Não é preciso muita criatividade para imaginar o livreiro Jérôme Callais como um personagem extraído dos livros de aventuras de Asterix – O Gaulês. Cabelos e barba dourados, os fios desgrenhados. O olhar entre a simpatia e a ironia. Callais, de 59 anos, é presidente da Associação Cultural dos Bouquinistes de Paris. Os bouquinistes são uma instituição de mais de 400 anos da cidade – a fila de sebos ao ar livre (são 900 ao longo das margens do Sena) conta séculos de história da civilização, tão queridos como a Notre Dame e a Torre Eiffel. No ano passado, por exigência das autoridades de segurança, foi decidido que nos dias anteriores à cerimônia de abertura da Olimpíada, ao longo de seis quilômetros do mais conhecido dos rios, eles seriam tirados do chão de pedra. Reclamaram, foram à justiça, conseguiram 180 000 assinaturas em abaixo-assinado e, enfim, venceram a parada. Em fevereiro deste ano, o presidente Emmanuel Macron assinou um decreto anunciando a permanência dos vendedores de livros, revistas, quadrinhos, postais e um imenso etc. Sabe-se, agora que os Jogos vão começar com a mais inusitada das festas, que foi vitória de pirro, era conversa para boi dormir.

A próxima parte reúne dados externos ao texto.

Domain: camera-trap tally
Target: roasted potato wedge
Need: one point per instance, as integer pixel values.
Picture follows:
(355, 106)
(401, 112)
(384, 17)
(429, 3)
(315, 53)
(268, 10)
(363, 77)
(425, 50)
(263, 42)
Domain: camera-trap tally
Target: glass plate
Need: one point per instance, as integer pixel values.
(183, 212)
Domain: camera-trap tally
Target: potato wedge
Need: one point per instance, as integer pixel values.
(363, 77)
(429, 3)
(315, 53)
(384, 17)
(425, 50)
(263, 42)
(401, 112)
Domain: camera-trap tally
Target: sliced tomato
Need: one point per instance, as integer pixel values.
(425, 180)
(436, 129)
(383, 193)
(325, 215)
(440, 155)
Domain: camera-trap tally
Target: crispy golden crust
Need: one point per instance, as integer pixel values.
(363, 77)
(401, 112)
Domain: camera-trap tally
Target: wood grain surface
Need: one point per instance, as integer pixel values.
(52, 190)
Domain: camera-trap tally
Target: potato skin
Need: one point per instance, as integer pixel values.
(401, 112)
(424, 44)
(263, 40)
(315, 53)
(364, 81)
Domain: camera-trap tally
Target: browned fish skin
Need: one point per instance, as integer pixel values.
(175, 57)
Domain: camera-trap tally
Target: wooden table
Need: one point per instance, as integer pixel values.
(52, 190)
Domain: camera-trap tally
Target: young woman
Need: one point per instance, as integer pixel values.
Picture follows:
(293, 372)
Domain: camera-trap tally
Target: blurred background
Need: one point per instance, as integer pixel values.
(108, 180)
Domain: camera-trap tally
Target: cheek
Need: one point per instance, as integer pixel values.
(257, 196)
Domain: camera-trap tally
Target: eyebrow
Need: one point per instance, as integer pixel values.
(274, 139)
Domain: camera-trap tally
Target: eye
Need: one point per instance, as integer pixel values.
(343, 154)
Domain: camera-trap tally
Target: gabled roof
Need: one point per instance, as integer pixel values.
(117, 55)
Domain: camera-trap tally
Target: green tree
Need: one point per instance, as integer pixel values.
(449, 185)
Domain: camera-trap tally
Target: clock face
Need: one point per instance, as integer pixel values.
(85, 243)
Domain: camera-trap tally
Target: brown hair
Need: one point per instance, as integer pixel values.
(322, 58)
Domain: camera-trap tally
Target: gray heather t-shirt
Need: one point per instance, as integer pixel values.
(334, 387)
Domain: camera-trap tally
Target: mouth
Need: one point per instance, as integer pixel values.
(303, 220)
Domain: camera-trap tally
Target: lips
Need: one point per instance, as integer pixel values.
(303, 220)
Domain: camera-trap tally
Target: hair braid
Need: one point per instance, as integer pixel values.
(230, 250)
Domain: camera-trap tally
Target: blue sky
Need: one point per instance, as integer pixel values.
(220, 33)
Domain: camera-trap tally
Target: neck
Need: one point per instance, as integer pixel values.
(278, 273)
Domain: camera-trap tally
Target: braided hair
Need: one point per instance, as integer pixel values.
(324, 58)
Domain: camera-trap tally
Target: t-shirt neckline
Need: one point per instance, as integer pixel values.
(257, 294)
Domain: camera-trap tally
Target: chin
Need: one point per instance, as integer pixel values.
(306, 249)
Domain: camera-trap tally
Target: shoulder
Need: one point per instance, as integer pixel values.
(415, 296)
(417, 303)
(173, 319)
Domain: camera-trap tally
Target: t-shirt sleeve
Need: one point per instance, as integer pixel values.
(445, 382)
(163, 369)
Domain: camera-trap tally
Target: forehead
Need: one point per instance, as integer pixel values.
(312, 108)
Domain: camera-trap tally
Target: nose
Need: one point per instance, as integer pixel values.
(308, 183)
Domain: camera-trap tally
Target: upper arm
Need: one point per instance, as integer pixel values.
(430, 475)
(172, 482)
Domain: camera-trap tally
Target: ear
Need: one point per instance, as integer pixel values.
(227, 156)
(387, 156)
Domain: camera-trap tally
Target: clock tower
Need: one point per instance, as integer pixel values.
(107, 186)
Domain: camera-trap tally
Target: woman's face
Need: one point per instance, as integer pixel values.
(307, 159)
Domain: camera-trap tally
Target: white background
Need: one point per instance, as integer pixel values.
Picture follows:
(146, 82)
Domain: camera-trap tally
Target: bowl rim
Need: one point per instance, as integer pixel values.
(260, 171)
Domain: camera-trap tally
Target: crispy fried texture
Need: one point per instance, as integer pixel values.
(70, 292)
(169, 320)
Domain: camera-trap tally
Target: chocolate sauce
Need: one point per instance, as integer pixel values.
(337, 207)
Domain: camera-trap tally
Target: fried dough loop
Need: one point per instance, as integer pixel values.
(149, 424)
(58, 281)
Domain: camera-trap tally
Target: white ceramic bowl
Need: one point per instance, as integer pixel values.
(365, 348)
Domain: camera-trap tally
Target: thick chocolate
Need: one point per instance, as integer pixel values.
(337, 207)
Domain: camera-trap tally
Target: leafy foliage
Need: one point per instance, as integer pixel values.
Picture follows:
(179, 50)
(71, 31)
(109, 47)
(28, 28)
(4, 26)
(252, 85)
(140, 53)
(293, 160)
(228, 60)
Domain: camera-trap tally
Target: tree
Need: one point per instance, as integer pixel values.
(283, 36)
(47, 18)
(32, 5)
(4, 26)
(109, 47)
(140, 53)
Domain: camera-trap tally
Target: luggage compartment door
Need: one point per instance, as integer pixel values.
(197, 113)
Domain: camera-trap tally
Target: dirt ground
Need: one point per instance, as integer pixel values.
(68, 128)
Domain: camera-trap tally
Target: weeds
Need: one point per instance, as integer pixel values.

Os bouquinistes poderiam ficar lá onde sempre estiveram, mas para quê? Os turistas não podem ser aproximar, a não ser que tenham QR Codes que autorizem a entrada no chamando cinturão cinza, de controle máximo. As grades impedem o acesso. Sem pessoas a circular, para que manter as bancas em funcionamento? Callais ri de uma ilação: ele e seus pares são como a Gália do Asterix cercada pelos romanos – ops, cercada pelos dirigentes do Comitê Olímpico Internacional, pelos organizadores dos Jogos, por Macron ansioso por ser o Rei-Sol de nosso tempo, em caminho que ele mesmo boicotou ao dissolver a Assembleia dos Deputados e mergulhar a França em caos político. “Isso mesmo, somos como o Astérix”, disse a VEJA.
“Deixar de ler é perigoso”
Mas o mandão Macron ainda quer fazer da Olimpíada uma vitrine – e os bouquinistes, irritados, jogam pedra no vidro. “Nos ofereceram um passe para poder acessar a calçada onde fica minha banca, mas preferi um bilhete de avião”, diz Callais. Fez as malas, saiu fora e só pretende voltar no domingo, 28, para reabrir seu negócio no Quai Conti, em frente à rua Guenegaud, na Rive Gauche. Ele duvida, contudo, que haverá tempo para liberar toda a circulação. E dado os preços abusivos dos hotéis e do transporte (o metrô dobrou de preço) ele não acredita que os visitantes ponham a mão no bolso para comprar livros, nem mesmo Astérix nos Jogos Olímpicos, clássico adequado aos dias de hoje.
Resta uma paisagem triste, ao avesso do frenesi que antecipa a cerimônia desta noite em Paris, entre a Ponte de Austerlitz e o Trocadéro, diante da Torre Eiffel. Os quiosques verdes fechados remetem aos dias de pânico da pandemia, forçados a receber cadeados. “Mas voltaremos”, anuncia Callais, sem temer que o céu lhe caia sobre a cabeça. Vale a lembrança de uma das placas brincalhonas que ele costuma exibir numa das prateleiras: “Deixar de ler é perigoso”.